Once again I am tardy with last month’s market trend reports for Bend, Oregon.

Things are looking better here for the real estate market in Bend, Oregon. Once again we are hitting the top of a couple of “Best of Lists”. Check out these two links from the past month,

Mount Bachelor uphill from 'Beer City USA'   seattletimes.nwsource.com

http://adventure.nationalgeographic.com/adventure/trips/best-ski-towns-photos/

Bend continues to be one of the finest places to live, work and play. Local Pete Alport has put together a short Youtube video piece that helps define why so many of us choose to live here. 360 Degrees of Mt. Bachelor by Pete Alport www.youtube.com

Our local real estate market continues to recover as we bounce along the bottom. As mentioned in this blog previously it is my humble opinion that we have hit the bottom of the market. My observation through hindsight is that we bottomed around the spring of 2009 and have been bouncing up and down in small increments for the last three years.

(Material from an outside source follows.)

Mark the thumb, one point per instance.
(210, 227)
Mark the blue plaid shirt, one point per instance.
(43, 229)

Currently new listings are on the rise but our inventory continues to shrink. Last month there were 22 new listings above the previous month, yet overall inventory of residential homes in Bend dropped by 73 to 432 homes.

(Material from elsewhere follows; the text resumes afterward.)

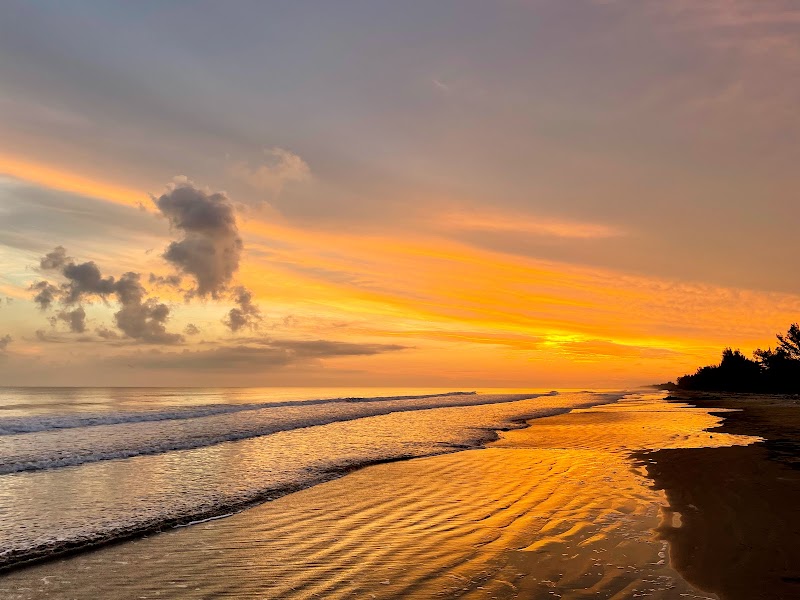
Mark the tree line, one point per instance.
(769, 370)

Of these listings distressed properties continue to have a smaller presence in our market. As of today (2/21/12) there are 41 bank owned, 48 short sale and 353 traditional sale residential properties actively listed. Of course this is leading to quite a bit of competition for the better priced homes. We still continue to see the seller who believes they need to recover a good portion of their investment made back in the hay days of 2004 -2006 but more often folks are coming around to the reality that those dollars are gone for the foreseeable future.

With that said now is the time to take action!! If you have been sitting of the fence waiting for someone to declare we have hit the bottom, it has now been declared so get off the fence. Interest rates are low but will not stay there for much longer, home prices are still low but our selection is limited. We see incredible properties all the time; they just do not last long. So if you are jumping in to the market come prepared. Have your funding squared away, talk to a good lender; get pre-approved for your loan. I have a couple of very highly regard mortgage specialist I can recommend. If you are a cash buyer have your proof of funds easily accessible and let’s go hunting for a property in Central Oregon.

Wednesday, January 11, 2012

Come and Get It….December Market Trend Reports for Bend, Oregon

The holiday season brought moderate success for retailers as people seem to be ready for some good news and are tired of the same old doom and gloom. For the housing market in Bend the news has remained the same for the past few months.


Going back to August of 2011 the sales numbers have been remarkably similar in all price categories with home under $325,000 leading the way for homes sold. With all the media coverage of a swollen distressed homes market our numbers representing the current inventory just do not support such coverage locally. The inventory numbers continue to sink with just over 500 homes offered in Bend, as recently as this past August that number exceeded 600.

By far the most active segment of the market remains homes priced $225,000 and under. This price range tends to help satisfy both the first time home buyer and the investor who is looking for affordable properties that will generate a positive return. With the occupancy rate for rental properties remaining low (around 4%), we will continue to see multiple offers on well priced homes under $325,000 as they tend to be the ones that pencil out the best for the investor who has the means to pick up these homes.

Currently 276 homes are listed over $325,000 and in this category there are some great values, they just take a little more time to discover but there is little competition for them.

As the world economic markets remain unstable look for that to affect our mortgage rates as investors look to the relatively safe Dollar and our bonds as a haven for their money. Their incoming funds may lead to a slow rise in mortgage interest rates. If rates raise look for more buyers to get off the fence and take advantage of the historic low rates currently offered. With the current low inventory of desirable homes expect the competition for those homes to increase.